Showing posts with label Ellen Bernard Thompson Pyle. Show all posts
Showing posts with label Ellen Bernard Thompson Pyle. Show all posts

Friday, February 4, 2022

Saturday, February 4, 1922. Ford buys Lincoln.


An illustration by Ellen Bernard Thompson Pyle graced the cover of The Saturday Evening Post on this day in 1922.

Ford Motors announced it had purchased the financially distressed Lincoln Motor Company.  The purchase out of receivership was for $8,000,000.

Japan agreed to withdraw troops from Shandong, restore German interests, surprisingly, in Qingdao, and given the Jinan railway back to China.

A mob in British India burned down a police station in Chauri Chaura killing 22 policemen.

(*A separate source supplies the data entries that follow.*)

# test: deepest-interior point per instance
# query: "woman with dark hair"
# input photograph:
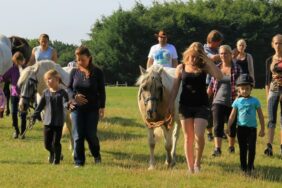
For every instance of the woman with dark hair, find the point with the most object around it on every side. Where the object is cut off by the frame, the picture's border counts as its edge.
(87, 92)
(193, 104)
(224, 93)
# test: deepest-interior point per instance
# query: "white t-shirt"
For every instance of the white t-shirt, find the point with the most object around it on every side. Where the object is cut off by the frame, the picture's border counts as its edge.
(163, 55)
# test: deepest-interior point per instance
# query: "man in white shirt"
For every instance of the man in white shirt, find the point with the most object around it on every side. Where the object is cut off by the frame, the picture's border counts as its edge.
(162, 53)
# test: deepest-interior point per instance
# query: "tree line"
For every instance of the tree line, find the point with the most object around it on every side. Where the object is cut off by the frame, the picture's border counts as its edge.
(121, 42)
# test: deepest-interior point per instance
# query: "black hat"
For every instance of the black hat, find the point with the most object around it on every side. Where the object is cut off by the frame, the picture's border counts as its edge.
(244, 79)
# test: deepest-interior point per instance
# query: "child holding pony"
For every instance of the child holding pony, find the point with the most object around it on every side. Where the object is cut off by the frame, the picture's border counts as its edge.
(12, 75)
(2, 103)
(54, 100)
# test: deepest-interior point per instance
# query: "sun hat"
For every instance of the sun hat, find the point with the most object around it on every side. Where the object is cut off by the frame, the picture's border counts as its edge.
(161, 34)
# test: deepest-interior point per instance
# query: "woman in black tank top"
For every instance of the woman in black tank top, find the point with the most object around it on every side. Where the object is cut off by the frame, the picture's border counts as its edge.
(193, 102)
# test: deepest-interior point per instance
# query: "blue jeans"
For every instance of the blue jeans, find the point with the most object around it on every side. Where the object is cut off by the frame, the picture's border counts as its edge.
(84, 126)
(273, 101)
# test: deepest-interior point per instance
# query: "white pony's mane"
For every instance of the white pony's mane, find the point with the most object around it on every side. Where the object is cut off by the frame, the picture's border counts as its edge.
(167, 74)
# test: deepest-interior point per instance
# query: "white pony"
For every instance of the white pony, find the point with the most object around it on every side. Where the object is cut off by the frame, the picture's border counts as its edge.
(155, 85)
(31, 81)
(5, 54)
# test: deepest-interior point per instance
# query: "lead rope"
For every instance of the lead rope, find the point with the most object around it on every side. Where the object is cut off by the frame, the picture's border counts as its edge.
(30, 123)
(166, 121)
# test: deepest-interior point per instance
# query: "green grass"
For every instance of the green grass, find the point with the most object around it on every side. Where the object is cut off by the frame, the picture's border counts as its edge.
(125, 155)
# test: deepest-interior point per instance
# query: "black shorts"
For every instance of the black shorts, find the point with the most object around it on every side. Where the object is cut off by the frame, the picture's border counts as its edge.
(186, 112)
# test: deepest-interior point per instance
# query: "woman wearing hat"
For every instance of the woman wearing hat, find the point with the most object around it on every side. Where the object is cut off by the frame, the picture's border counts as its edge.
(246, 107)
(162, 53)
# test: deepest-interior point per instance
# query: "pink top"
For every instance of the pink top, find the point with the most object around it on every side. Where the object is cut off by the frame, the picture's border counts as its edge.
(2, 99)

The action had been sparked by police killing protesters some time earlier.

The family of newly elected Congressman John. L. Cable posed for this photograph:


Sailor suits for boys remained popular at the time, as this photo demonstrates.


Friday, January 21, 2022

Saturday, January 21, 1922. The Irish Race Conference of 1922 convenes.

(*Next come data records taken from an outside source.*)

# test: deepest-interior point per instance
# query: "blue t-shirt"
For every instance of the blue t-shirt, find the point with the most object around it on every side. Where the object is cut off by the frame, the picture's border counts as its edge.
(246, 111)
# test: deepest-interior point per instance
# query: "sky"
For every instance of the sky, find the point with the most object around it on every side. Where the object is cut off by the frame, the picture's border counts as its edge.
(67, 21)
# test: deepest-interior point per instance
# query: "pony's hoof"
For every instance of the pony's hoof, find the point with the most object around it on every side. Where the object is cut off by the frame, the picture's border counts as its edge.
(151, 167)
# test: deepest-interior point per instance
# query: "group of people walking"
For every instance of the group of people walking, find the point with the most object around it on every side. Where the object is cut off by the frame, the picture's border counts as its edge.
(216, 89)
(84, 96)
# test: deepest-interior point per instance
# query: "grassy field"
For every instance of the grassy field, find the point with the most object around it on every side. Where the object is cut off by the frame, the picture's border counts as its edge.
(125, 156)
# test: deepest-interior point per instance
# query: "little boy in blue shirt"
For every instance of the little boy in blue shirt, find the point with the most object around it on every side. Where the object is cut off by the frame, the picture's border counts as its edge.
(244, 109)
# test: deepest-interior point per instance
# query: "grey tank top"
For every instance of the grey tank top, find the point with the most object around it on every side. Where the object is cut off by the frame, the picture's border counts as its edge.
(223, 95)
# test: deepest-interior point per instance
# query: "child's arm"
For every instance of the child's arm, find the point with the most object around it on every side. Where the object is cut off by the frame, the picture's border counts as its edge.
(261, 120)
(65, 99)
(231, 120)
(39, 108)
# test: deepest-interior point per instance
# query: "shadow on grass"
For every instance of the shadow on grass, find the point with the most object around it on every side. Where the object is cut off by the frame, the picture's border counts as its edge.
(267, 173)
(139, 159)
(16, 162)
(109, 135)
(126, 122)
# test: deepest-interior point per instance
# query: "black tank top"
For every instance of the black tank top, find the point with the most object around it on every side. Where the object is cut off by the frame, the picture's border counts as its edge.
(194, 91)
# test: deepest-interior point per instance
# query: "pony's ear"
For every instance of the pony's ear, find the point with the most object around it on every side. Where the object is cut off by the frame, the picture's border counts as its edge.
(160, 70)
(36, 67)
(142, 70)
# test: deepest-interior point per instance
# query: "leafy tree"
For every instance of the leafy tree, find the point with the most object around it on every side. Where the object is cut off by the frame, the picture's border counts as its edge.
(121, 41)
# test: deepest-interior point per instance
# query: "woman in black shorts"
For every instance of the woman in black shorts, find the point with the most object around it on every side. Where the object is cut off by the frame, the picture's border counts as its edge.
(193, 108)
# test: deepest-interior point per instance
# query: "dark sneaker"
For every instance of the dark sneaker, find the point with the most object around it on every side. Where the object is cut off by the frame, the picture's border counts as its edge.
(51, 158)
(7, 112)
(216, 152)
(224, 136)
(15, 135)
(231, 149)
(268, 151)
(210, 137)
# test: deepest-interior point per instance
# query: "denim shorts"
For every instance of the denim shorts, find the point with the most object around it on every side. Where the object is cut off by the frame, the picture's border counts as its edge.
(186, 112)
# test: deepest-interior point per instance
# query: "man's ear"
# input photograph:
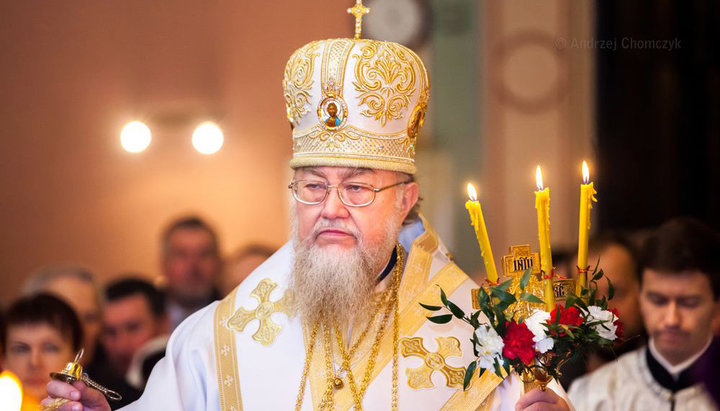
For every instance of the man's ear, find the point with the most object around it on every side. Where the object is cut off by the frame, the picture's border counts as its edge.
(410, 197)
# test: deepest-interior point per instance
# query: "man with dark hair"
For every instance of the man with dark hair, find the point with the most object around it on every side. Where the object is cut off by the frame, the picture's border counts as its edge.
(191, 265)
(617, 257)
(134, 315)
(679, 290)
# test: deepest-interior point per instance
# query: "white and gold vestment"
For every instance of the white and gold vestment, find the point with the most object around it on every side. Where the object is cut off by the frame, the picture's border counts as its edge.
(259, 349)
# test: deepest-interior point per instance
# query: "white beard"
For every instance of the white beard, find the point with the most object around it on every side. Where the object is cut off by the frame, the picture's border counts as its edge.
(337, 284)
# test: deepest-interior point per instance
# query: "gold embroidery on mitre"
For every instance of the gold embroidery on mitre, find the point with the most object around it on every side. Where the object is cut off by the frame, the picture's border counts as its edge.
(335, 58)
(421, 377)
(353, 142)
(268, 329)
(385, 79)
(298, 81)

On this day in 1922, Pope Benedict XV was so near death, that some newspapers were reporting that he had in fact passed away.


The Saturday journals hit the newsstands. 

The Saturday Evening Post featured an illustration by Ellen Bernard Thompson Plyle, a noted illustrator whose career had been interrupted by her role as a mother during part of it. Born in 1876, she retured to illustrations in the late 1910s and had a substantial carrier until her death in the 1930s.


The New York Evening Post experimented with a full color, full page, Krazy Kat.


On the same day, the Irish Race Conference of 1922 commenced in Paris. The conferences, of which there have been several, sought to bring representatives of all of the "Irish Race" together to confer on topics, with the 1922 topic being the treaty with the UK.

While the treaty was largely supported by the Irish, the conference rejected it in favor of a united Ireland with "full" independence.